Actualisé 04.12.2017 à 21:15

EspagneCatalogne: l'ex vice-président reste en prison

Un juge d'instruction espagnol a décidé de maintenir en prison le vice-président catalan destitué Oriol Junqueras.

Oriol Junqueras reste en prison en raison du «risque de récidive».

La justice espagnole a refusé lundi la liberté provisoire à quatre dirigeants séparatistes poursuivis pour leur rôle dans la tentative de sécession de la Catalogne. A Bruxelles, la décision d'extrader ou non Carles Puigdemont tombera le 14 décembre.
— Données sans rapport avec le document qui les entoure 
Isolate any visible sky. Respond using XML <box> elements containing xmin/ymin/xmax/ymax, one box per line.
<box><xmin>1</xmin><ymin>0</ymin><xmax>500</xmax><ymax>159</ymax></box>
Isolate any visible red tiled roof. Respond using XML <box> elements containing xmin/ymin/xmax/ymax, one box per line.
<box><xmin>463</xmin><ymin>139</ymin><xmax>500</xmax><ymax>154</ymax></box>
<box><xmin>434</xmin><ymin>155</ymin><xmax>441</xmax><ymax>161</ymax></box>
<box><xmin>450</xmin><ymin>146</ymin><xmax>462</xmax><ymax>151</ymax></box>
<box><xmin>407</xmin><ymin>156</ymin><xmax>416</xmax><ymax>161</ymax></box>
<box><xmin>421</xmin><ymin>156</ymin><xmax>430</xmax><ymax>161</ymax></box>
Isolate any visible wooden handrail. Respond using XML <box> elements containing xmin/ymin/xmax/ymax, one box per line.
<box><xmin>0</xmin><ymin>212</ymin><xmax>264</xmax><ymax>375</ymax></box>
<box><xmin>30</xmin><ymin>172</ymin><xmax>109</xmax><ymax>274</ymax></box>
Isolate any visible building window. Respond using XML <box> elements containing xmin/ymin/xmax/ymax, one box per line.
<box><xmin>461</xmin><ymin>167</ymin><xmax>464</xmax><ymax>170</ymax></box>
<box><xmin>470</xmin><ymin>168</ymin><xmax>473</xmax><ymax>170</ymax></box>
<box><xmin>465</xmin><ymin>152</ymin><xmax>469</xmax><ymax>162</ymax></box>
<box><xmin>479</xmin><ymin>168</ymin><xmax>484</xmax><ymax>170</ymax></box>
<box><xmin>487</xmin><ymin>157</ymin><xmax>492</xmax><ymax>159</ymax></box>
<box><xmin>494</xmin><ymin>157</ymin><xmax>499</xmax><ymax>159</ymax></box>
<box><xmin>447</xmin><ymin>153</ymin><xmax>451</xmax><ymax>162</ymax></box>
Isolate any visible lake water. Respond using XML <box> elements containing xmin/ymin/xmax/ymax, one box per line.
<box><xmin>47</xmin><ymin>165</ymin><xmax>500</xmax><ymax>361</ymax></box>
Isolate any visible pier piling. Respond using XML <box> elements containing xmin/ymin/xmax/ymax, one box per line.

A quelques heures du lancement officiel de la campagne en vue des élections régionales en Catalogne, le juge d'instruction de la Cour suprême espagnole a décidé lundi de maintenir en détention provisoire le vice-président catalan destitué Oriol Junqueras et trois autres inculpés.

L'ancien «conseiller» (ministre) de l'Intérieur Joaquim Forn ainsi que Jordi Sanchez (association séparatiste ANC, qui a démissionné depuis) et Jordi Cuixart (Omnium Cultural) resteront en prison en raison du «risque de récidive», selon un communiqué de la cour. nLes six autres dirigeants détenus ont été remis en liberté lundi soir après le paiement d'une caution de 100'000 euros (116'000 francs suisses) chacun, versée par l'ANC.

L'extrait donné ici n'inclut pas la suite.